Kapur (or kapor) is a dipterocarp hardwood from trees of the genus Dryobalanops found in lowland tropical rainforests of Malaysia, Indonesia and South-East Asia. It is a durable construction tropical timber. One variety, D. aromatica, is a source of camphor.

== Species ==
The name kapur can refer to the following species from the Dryobalanops genus:
- D. aromatica
- D. beccarii
- D. fusca
- D. keithii
- D. lanceolata
- D. oblongifolia
- D. rappa

== Deforestation ==
Kapur is logged from old-growth forest, often illegally. These forests have developed over the course of hundreds of years. When harvested, these trees are often between 250 and 1000 years old. For a tree from the family Dipterocarpaceae, it takes approximately 100 years to reach a height of 30 meters. Most of the species that are sold as kapur are listed on the IUCN Red List for endangered species. For example, D. fusca is critically endangered.

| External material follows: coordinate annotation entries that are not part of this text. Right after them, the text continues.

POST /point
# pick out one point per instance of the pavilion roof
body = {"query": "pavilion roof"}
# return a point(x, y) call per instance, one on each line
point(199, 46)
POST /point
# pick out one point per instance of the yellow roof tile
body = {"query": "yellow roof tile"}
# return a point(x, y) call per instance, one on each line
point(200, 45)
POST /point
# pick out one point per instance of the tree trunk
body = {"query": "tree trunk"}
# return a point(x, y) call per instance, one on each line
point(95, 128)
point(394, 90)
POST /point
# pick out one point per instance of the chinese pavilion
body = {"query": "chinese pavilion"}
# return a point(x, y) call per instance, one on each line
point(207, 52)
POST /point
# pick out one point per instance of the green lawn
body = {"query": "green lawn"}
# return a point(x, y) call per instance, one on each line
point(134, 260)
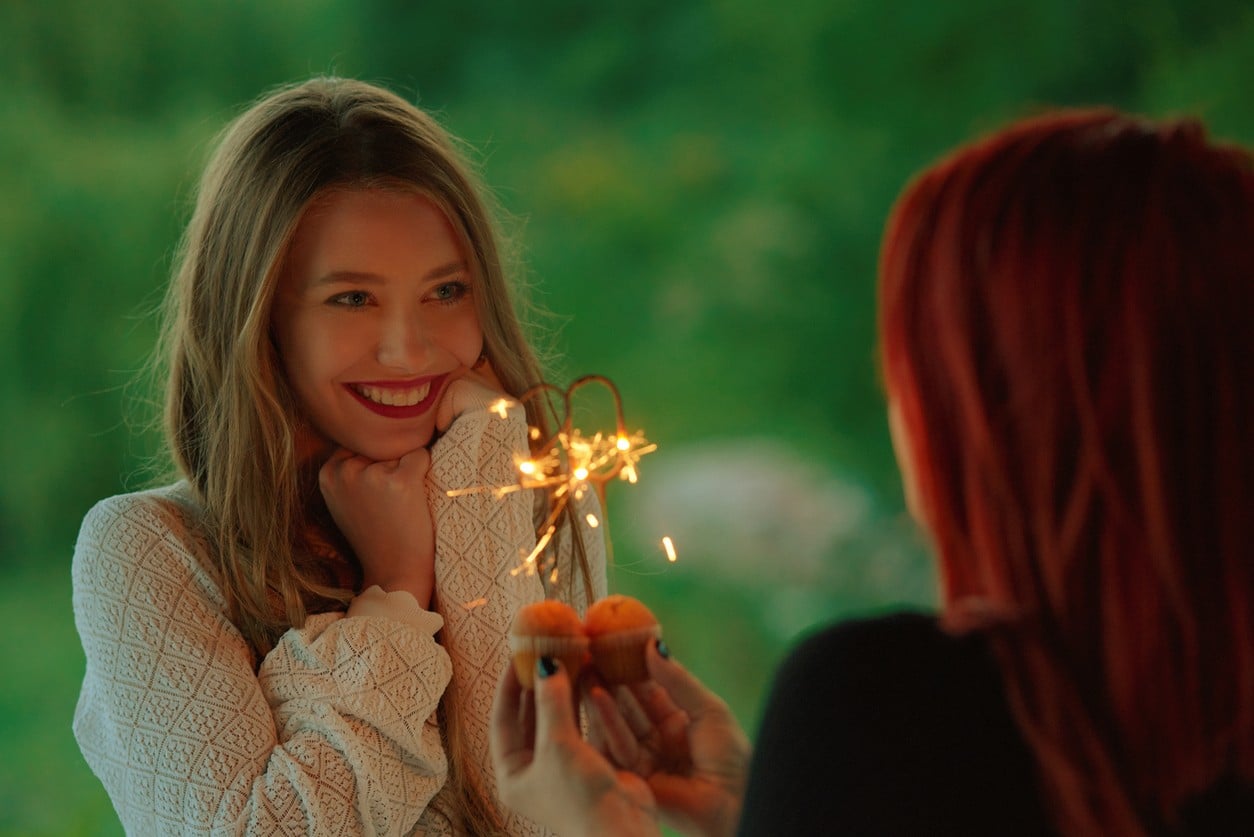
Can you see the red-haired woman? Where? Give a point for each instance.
(1065, 334)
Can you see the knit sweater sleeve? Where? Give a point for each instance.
(482, 577)
(334, 734)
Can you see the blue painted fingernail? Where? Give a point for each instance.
(544, 666)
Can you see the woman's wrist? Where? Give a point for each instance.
(420, 589)
(617, 815)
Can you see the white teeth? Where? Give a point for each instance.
(390, 397)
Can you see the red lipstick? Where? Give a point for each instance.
(368, 392)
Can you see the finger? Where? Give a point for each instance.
(554, 714)
(687, 693)
(508, 741)
(655, 700)
(613, 734)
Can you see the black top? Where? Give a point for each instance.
(890, 727)
(893, 727)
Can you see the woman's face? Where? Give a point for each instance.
(374, 310)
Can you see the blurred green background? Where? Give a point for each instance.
(696, 188)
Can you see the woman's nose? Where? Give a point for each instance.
(403, 343)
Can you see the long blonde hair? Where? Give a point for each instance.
(230, 414)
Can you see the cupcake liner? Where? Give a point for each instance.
(620, 655)
(527, 649)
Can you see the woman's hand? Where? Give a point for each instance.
(547, 772)
(682, 739)
(381, 510)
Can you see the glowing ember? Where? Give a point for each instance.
(568, 463)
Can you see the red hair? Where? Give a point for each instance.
(1065, 314)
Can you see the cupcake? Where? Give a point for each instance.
(620, 629)
(547, 628)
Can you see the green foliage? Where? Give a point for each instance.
(697, 188)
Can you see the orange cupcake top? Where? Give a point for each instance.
(617, 613)
(548, 618)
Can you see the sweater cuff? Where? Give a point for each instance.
(399, 605)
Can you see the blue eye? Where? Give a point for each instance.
(450, 293)
(351, 299)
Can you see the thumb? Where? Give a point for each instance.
(554, 710)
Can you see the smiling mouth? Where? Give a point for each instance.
(393, 397)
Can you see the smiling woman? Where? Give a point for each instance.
(277, 641)
(374, 318)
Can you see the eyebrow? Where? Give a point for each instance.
(350, 276)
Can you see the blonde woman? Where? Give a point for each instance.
(304, 630)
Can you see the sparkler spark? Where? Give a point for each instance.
(568, 463)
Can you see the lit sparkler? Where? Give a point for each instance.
(569, 463)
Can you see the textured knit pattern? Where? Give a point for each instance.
(335, 732)
(480, 572)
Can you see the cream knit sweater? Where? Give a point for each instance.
(335, 733)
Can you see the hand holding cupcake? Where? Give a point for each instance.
(613, 638)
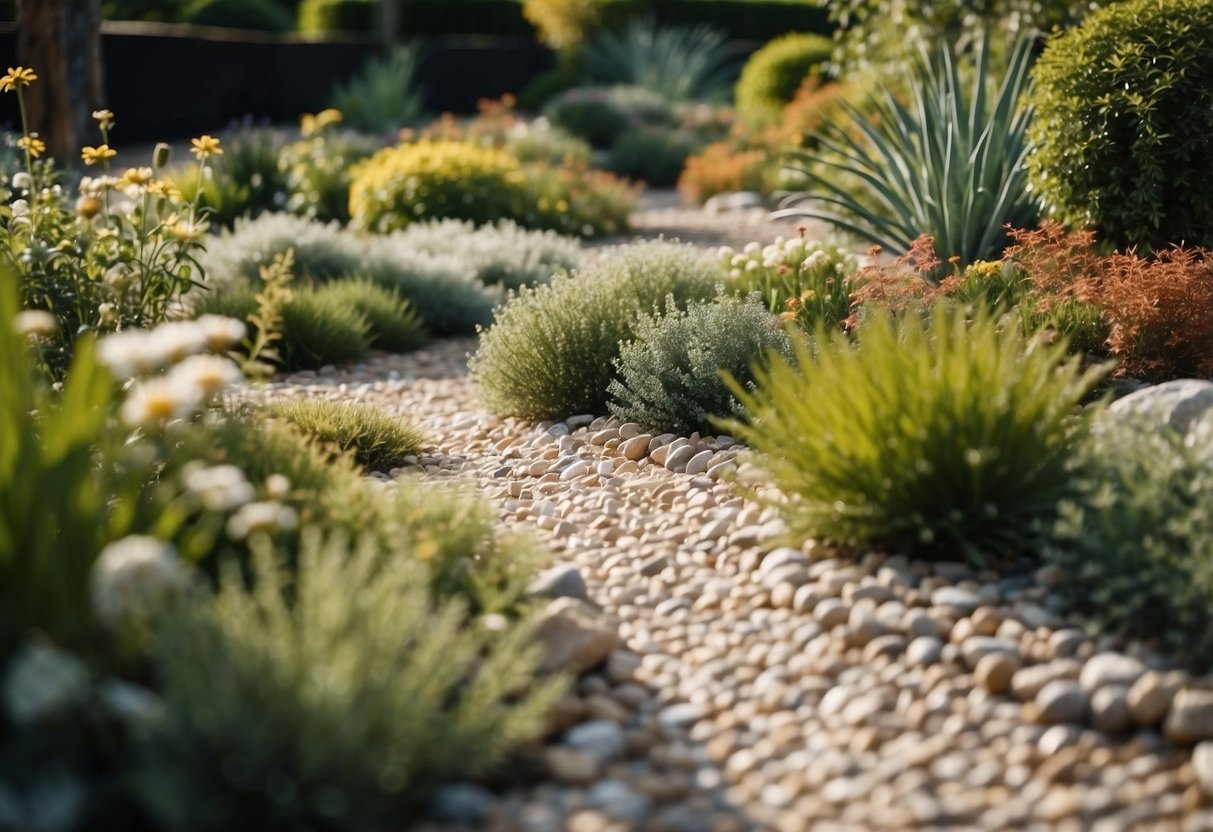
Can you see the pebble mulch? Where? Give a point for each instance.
(734, 683)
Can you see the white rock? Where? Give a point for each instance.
(1110, 668)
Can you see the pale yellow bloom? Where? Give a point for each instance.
(204, 147)
(91, 155)
(16, 78)
(33, 144)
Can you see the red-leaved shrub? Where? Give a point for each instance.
(1159, 309)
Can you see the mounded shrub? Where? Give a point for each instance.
(376, 440)
(939, 439)
(443, 289)
(551, 348)
(1137, 545)
(1123, 115)
(394, 325)
(670, 376)
(502, 254)
(322, 251)
(774, 73)
(334, 695)
(601, 114)
(654, 155)
(434, 180)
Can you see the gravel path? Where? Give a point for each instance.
(738, 684)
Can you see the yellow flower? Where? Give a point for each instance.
(204, 147)
(138, 177)
(91, 155)
(17, 77)
(33, 144)
(164, 188)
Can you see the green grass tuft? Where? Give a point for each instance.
(941, 439)
(376, 440)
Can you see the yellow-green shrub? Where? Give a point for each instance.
(434, 180)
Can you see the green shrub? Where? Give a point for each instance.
(774, 73)
(602, 114)
(376, 440)
(676, 62)
(655, 155)
(541, 142)
(1123, 115)
(317, 17)
(385, 96)
(938, 440)
(551, 348)
(229, 301)
(1137, 546)
(244, 182)
(949, 165)
(670, 375)
(444, 290)
(257, 15)
(504, 254)
(319, 329)
(331, 697)
(436, 180)
(317, 174)
(322, 251)
(394, 325)
(451, 530)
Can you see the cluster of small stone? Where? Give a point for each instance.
(730, 682)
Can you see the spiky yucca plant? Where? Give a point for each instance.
(941, 439)
(950, 164)
(678, 63)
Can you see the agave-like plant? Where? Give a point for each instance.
(950, 164)
(679, 63)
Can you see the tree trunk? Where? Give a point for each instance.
(61, 41)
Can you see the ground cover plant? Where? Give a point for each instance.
(954, 437)
(1123, 109)
(550, 349)
(1135, 542)
(671, 374)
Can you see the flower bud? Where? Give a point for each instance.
(160, 155)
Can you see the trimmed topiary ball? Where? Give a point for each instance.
(774, 73)
(1123, 124)
(551, 349)
(670, 375)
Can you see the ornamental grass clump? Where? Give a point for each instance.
(940, 439)
(319, 329)
(377, 440)
(394, 325)
(1135, 543)
(551, 348)
(334, 695)
(671, 375)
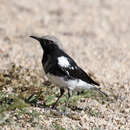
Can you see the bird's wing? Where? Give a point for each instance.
(75, 72)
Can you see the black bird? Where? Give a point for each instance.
(62, 70)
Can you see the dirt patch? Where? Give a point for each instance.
(95, 33)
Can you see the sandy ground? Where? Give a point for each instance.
(95, 33)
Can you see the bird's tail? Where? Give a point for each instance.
(98, 90)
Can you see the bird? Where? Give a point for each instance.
(62, 70)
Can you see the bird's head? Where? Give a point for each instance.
(48, 43)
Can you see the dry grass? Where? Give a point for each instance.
(95, 33)
(25, 102)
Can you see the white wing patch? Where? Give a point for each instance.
(63, 62)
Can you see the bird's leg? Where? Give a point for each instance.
(98, 90)
(69, 95)
(61, 93)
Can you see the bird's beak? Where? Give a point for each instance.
(34, 37)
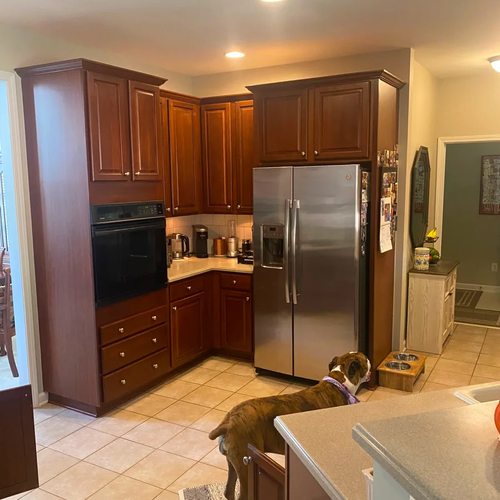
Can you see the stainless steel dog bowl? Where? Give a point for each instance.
(403, 356)
(397, 365)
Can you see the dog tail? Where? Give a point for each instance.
(219, 431)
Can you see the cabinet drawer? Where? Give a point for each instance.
(133, 324)
(186, 288)
(233, 281)
(133, 348)
(136, 375)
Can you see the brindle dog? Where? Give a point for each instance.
(252, 422)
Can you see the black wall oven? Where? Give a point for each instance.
(129, 246)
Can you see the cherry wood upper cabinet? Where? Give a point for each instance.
(185, 159)
(217, 164)
(243, 156)
(109, 131)
(17, 442)
(281, 126)
(165, 146)
(341, 125)
(145, 125)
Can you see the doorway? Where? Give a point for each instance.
(470, 227)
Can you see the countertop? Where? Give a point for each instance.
(181, 269)
(444, 268)
(442, 455)
(323, 439)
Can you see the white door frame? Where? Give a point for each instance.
(24, 230)
(441, 171)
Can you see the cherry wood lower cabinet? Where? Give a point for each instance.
(18, 463)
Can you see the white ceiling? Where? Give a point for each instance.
(190, 36)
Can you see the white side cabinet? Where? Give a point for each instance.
(431, 307)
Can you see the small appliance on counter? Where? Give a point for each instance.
(200, 237)
(220, 247)
(180, 245)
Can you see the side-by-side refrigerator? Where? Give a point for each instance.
(310, 252)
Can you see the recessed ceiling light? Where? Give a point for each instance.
(495, 63)
(235, 55)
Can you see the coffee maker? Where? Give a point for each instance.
(200, 238)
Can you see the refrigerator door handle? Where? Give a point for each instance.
(286, 245)
(295, 215)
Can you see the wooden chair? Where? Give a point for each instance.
(6, 330)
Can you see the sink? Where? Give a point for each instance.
(483, 393)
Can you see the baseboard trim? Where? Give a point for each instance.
(482, 288)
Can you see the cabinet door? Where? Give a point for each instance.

Overexploitation has led to large scale deforestation in the tropics. The International Tropical Timber Organization is concerned with conserving the habitat of trees producing tropical timber.

According to FSC, certified tropical hardwood can counteract deforestation. Forests that are managed according to the FSC standards, become economically valuable and might therefore not be converted to farmland. However, other organisations advise consumers to stay away from kapur altogether to avoid logging of centuries-old trees.